Corporate Call for Change in Gay Marriage Case
Arguing that the federal Defense of Marriage Act imposes serious administrative and financial costs on their operations, some of the nation's largest companies filed a supporting brief with the Supreme Court on Wednesday, urging it to overturn a section of the act that denies federal benefits and recognition to same-sex couples.
The brief drew 278 signers, including more than 200 companies — among them giants like Citigroup, Apple, Mars and Alcoa — as well as city governments, law firms and other groups. In statements on Wednesday, many declared their firm opposition to discrimination based on sexual orientation. But the "friend of the court" brief focused more on the burdens imposed by the 1996 law on companies that offer benefits to same-sex spouses.
The brief was one of many received by the court as it considered landmark cases on gay rights and marriage. With a wide swath of leading companies signing on, it is the latest sign of the rapid shift toward acceptance of same-sex marriage in the corporate world as well as in the country. Recent polls indicate that a majority of Americans now agrees that same-sex marriage should be legal. Nine states plus the District of Columbia have legalized gay marriage and three more states recognize gay marriages performed elsewhere.
Prominent Republicans also announced they would also file a Supreme Court brief in support of a suit seeking to strike down Proposition 8, a California ballot initiative barring same-sex marriage, and all similar bans.
In the brief, the signers said the federal law "puts us, as employers, to unnecessary cost and administrative complexity." But the law also, the brief stated, "forces us to treat one class of our lawfully married employees differently than another, when our success depends upon the welfare and morale of all employees."
For companies operating in the states where same-sex marriage is legal, the ban on federal benefits under the law has proved a headache. Contradictory marriage laws in different states have also complicated benefits and other programs of companies operating in multiple states.
Treating heterosexual and same-sex married employees differently under federal law, the brief said, imposed high administrative costs as companies maintained dual systems of tax withholding and payroll. It results in extra tax burdens for both companies and employees with health plans, and can affect payments including retirement, pension and life insurance as well as having a bad effect on morale.
"We feel it's critical for the court to understand the burdens that this law imposes on both employers and employees," said James Klein, president of the American Benefits Council in Washington, whose members include a broad cross-section of major employers. "DOMA is not just a piece of social legislation, but it also has very practical costs for the business community and the people they employ."
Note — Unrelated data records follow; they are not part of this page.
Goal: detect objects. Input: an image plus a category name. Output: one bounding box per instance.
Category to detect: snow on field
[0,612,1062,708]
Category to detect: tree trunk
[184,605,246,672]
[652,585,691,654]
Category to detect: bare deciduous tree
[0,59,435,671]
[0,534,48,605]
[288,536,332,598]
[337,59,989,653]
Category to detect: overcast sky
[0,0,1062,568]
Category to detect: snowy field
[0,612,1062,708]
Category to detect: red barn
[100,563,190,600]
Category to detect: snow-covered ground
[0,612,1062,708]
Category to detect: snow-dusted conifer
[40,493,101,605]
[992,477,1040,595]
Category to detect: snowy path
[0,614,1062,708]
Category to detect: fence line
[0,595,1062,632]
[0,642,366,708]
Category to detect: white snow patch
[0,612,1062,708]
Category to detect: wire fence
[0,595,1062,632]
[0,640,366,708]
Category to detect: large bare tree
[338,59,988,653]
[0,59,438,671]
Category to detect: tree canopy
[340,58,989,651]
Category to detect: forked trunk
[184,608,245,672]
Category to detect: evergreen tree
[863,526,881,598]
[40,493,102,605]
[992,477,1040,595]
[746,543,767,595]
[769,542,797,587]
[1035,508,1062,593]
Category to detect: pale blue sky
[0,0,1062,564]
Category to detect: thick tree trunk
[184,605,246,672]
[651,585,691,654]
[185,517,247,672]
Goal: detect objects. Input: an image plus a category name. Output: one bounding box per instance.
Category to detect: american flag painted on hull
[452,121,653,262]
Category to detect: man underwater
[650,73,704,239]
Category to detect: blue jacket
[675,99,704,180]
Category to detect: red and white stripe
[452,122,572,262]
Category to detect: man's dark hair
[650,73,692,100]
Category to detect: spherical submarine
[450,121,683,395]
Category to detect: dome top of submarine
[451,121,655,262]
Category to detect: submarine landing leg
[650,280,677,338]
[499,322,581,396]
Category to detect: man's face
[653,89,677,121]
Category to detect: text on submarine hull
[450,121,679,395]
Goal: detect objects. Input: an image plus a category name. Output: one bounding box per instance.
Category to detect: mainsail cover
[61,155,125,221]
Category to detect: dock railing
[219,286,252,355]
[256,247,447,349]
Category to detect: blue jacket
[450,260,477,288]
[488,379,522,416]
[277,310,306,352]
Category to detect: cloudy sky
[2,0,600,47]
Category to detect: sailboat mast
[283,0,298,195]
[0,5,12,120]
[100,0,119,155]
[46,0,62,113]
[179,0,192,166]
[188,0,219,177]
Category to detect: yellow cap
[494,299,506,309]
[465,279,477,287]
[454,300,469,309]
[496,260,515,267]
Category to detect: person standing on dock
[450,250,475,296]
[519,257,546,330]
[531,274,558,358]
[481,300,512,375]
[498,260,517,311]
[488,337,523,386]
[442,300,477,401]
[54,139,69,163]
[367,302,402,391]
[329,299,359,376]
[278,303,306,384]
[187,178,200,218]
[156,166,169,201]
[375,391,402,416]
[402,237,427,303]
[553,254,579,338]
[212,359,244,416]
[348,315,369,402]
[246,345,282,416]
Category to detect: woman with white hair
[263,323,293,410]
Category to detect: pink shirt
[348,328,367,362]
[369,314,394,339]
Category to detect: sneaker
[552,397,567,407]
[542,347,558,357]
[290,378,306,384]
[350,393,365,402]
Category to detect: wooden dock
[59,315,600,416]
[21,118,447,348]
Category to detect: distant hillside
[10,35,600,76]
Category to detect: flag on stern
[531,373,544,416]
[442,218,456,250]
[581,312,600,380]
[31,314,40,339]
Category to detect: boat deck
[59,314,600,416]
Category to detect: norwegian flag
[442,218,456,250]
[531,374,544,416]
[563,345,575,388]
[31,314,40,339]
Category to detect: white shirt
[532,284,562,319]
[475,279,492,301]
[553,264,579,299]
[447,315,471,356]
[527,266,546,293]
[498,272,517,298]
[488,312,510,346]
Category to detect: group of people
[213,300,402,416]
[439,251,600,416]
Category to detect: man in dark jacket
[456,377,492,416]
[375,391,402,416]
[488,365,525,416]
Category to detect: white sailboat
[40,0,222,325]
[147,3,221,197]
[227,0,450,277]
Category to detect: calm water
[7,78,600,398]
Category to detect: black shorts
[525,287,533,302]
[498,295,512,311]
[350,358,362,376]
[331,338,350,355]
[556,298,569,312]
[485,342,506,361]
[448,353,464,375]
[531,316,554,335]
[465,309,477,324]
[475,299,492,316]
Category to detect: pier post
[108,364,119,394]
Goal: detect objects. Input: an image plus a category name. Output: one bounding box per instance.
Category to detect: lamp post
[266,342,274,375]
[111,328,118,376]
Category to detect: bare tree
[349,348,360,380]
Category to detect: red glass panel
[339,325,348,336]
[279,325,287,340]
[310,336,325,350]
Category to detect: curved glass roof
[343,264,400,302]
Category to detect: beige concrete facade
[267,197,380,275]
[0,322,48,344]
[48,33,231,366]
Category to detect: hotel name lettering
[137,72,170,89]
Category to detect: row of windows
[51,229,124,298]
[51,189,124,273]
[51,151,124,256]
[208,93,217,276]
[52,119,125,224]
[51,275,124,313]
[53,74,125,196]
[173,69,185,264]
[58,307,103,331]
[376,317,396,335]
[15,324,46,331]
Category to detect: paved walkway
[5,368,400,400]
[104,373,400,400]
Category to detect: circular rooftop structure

Those signing the brief included major companies like Walt Disney, Starbucks, Amazon, Microsoft, Levi Strauss, Marriott International and New York Life, as well as smaller firms like the U.S. Balloon Company in Brooklyn and Holdredge Wines in California.
The brief was filed in support of United States v. Windsor, No. 12-307, which challenged a part of DOMA that defined marriage as being only between a man and a woman for the purposes of more than 1,000 federal laws and programs.
The case involved Edith Windsor of New York City, who had married Thea Clara Spyer in Canada in 2007. Ms. Spyer died in 2009, leaving her property to Ms. Windsor. But the Internal Revenue Service said that under DOMA, Ms. Windsor could not be treated as a surviving spouse and she faced a large tax bill that a spouse in an opposite-sex marriage would not have to pay.
Ms. Windsor sued and a federal appeals court struck down the 1996 law, the second time an appeals court called this part of DOMA unconstitutional.
The case is one of two now before the Supreme Court concerning same-sex marriage; a second, involving Proposition 8, is the subject of another amicus brief supported by some of the same corporations that signed the Windsor brief.
The court is expected to hear arguments on both cases in March.
The Windsor amicus brief, mainly drafted by Sabin Willett, a lawyer with Bingham McCutchen in Boston, outlined the costs imposed on both employers and employees when companies must maintain dual policies for those in same-sex and opposite-sex marriages. But it also argues that the discrimination undermines their business performance.
"It's 2013, the face of the nation is changing and to be competitive, to win in business today, you need to change with the demographics of the nation," said Bernadette Harrigan, an assistant vice president in the law department of the Massachusetts Mutual Life Insurance Company, one of the signers, who has been active on gay rights issues.
Several companies, in statements issued Wednesday, stressed their concerns about the impact of DOMA not only on costs but also on fairness.
"Mars' decision to support the amicus brief was based on our belief that all married Mars associates should be treated equally under the law," said a statement from the candy maker.
A Johnson & Johnson statement said: "We have joined the amicus brief because, as an employer, we believe that all lawfully married employees should be treated by our company in the same way."
John Holdredge, of Holdredge Wines in Healdsburg, Calif., said in a telephone interview, "We don't want to have to ask employees about their orientation and we don't want to have to discriminate."